Tracing Earth's O-2 evolution using Zn/Fe ratios in marine carbonates

Through Earth history, atmospheric oxygen has increased from initial values near zero to its present day level of about 21 % by volume; concomitantly, changes in ocean redox conditions have fundamentally altered global biogeochemical cycles. While there is a reasonable understanding of where oxygen history begins and ends, the quantitative timetable of oxygenation that links the endpoints has proven contentious. Equilibrium between marine surface environments and the overlying atmosphere suggests that carbonate-based redox proxies could refine palaeoredox records in time and space.
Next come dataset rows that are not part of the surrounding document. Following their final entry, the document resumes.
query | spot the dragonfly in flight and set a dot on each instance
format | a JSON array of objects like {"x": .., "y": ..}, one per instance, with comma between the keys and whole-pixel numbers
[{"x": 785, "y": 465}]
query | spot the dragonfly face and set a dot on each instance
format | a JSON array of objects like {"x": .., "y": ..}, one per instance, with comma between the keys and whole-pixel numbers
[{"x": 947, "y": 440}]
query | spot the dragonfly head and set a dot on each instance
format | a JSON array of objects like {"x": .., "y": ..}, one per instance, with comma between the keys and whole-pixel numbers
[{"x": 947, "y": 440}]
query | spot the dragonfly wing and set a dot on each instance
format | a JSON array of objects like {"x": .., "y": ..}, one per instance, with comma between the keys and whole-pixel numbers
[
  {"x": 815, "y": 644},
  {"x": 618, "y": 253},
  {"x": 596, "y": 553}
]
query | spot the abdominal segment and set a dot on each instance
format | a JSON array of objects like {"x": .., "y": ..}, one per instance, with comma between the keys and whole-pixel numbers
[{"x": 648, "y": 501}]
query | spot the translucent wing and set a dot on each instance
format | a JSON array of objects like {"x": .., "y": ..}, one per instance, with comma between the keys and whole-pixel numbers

Here we explore the use of Zn/Fe ratios to infer the evolution of atmospheric O-2 through time, based on marine carbonate rocks that are well characterised in terms of depositional age, environmental setting, and diagenetic history. While Fe and Zn in the shallow ocean are mainly sourced from hydrothermal inputs, their redox sensitivities differ significantly, so that geological intervals with higher O-2 would be characterised by stepped increases in Zn/Fe as preserved in shallow marine carbonates. Therefore, Zn/Fe analyses of ancient carbonates allow us to constrain past atmospheric pO(2) levels, providing a secular record of atmospheric O-2 over the past 3.5 billion years. In particular, we corroborate an earlier proposal that for much of the Proterozoic Eon, O-2 levels were as low as 0.1-1 % of present atmospheric level. We conclude that Zn/Fe in shallow marine carbonate rocks has potential to provide a quantitative tracer for the longterm redox evolution of the oceans and the rise of atmospheric O-2.